Examples/Case Studies:

  • Growing CRO: A scenario where a growing Contract Research Organization with limited resources might choose to launch a new CTMS for planned studies rather than migrating existing data, especially if current studies are short-term.
  • Oncology Company: An example of an oncology company managing long-term trials with significant legacy data, where the decision to migrate is complex, especially if a data warehouse already provides consolidated reporting.

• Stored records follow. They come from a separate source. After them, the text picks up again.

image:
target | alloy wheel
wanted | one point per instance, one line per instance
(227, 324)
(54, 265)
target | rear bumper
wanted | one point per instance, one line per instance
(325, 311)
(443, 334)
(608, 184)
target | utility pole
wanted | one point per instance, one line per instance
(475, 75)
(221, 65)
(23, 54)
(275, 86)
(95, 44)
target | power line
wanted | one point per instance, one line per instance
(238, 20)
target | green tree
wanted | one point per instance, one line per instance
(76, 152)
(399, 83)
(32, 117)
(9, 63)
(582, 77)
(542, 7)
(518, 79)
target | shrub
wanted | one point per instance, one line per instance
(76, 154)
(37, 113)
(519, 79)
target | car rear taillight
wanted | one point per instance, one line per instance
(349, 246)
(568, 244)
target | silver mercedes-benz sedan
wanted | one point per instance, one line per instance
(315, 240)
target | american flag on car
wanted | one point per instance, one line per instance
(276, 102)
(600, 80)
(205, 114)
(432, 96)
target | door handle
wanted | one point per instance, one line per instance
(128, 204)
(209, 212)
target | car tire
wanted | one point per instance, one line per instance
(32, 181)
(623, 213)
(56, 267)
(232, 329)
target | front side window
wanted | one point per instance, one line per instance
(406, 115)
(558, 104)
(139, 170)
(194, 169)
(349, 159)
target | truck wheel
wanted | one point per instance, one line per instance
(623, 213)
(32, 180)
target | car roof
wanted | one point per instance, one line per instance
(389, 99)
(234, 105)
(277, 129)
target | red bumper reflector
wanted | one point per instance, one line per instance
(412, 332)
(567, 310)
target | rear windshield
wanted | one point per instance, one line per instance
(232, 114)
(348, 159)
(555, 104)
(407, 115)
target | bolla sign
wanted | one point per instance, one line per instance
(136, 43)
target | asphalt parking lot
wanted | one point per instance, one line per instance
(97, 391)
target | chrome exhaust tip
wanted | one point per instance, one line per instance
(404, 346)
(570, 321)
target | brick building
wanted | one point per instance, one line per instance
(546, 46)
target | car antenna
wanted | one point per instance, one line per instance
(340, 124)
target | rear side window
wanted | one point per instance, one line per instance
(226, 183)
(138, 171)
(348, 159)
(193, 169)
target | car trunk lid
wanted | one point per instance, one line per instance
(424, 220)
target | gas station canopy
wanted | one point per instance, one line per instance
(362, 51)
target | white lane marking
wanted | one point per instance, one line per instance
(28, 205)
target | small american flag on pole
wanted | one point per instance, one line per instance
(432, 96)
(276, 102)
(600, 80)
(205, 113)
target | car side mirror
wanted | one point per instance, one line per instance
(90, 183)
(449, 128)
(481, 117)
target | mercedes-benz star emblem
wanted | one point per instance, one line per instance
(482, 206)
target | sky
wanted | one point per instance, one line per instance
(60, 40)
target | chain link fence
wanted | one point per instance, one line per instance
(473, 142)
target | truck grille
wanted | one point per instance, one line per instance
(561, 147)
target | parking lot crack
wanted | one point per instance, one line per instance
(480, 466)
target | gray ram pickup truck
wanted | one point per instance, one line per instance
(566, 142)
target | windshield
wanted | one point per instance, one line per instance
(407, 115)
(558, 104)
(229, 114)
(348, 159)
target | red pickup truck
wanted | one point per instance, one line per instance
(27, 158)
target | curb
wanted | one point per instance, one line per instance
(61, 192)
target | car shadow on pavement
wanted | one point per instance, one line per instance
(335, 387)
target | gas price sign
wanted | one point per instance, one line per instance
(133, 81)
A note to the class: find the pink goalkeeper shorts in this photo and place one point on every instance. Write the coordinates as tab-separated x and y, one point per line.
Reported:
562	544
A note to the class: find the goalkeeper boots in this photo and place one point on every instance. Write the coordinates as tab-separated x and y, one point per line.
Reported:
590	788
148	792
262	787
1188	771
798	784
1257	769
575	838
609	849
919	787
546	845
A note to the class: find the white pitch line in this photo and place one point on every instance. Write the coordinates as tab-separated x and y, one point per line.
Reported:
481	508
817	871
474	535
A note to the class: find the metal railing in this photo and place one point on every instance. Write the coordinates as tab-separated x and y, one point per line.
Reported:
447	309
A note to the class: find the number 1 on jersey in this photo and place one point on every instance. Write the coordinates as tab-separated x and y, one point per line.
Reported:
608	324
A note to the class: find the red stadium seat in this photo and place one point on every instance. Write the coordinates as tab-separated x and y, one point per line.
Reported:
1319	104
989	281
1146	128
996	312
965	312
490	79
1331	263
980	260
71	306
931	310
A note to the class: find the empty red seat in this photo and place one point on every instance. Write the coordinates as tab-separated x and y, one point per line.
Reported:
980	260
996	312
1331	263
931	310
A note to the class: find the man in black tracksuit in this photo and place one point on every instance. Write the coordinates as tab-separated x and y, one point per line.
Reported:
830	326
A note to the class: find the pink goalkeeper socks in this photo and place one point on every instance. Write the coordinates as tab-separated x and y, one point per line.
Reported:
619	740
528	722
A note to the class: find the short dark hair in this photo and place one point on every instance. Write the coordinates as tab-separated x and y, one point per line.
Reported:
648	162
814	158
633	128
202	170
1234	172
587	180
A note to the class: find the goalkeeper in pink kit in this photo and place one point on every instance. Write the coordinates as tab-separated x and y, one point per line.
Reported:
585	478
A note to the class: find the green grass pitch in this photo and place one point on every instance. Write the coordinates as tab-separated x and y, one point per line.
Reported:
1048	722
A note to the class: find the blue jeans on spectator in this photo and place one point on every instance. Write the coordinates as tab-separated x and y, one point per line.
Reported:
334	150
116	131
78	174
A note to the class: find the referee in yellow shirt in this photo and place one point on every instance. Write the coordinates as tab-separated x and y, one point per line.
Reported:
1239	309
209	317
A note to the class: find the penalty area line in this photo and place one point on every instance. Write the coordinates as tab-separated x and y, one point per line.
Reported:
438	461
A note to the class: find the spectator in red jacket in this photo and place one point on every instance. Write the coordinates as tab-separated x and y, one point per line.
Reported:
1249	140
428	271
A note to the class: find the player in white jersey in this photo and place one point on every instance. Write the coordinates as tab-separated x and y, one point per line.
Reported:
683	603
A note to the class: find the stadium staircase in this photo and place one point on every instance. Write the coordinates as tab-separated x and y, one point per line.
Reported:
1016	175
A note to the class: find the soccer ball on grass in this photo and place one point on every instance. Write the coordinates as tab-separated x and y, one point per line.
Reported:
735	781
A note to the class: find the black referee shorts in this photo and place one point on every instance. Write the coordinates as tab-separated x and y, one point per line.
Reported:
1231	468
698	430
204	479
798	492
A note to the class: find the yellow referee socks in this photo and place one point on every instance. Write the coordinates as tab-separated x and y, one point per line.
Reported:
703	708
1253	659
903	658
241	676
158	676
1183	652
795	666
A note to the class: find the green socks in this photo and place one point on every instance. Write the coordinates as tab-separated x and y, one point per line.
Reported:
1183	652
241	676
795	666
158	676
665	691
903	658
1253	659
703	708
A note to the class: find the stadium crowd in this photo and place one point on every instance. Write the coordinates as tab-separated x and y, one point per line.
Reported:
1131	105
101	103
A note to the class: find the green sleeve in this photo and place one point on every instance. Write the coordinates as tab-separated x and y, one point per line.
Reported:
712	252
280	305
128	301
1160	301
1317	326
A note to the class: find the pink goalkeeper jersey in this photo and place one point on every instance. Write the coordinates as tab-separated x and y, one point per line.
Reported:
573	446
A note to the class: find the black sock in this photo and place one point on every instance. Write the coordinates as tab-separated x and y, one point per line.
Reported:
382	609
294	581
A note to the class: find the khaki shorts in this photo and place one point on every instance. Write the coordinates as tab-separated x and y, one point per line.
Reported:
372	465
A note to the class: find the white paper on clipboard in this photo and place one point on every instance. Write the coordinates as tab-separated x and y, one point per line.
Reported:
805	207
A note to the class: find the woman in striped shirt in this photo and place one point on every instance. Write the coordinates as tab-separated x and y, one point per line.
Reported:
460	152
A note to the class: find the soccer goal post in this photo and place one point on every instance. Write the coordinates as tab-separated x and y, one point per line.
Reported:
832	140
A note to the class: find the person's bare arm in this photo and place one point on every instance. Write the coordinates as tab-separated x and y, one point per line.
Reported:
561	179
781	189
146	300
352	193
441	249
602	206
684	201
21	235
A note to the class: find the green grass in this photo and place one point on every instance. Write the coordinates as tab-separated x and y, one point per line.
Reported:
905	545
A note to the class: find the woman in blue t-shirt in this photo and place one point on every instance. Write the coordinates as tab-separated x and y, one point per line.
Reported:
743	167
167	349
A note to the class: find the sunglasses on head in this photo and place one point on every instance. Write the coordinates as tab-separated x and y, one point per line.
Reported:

  • Manual Data Entry Cost Savings: A historical case where an organization hired temporary data entry personnel to manually key in thousands of contacts, saving money compared to building complex automated migration routines for a one-time transfer.
  • Reusable Custom Cloud Solution: A large global pharma company deployed a customized cloud CTMS solution with a reusable migration framework, which was used for an initial one-time CTMS migration and subsequently for ongoing daily CRO data feeds, demonstrating significant cost and effort savings.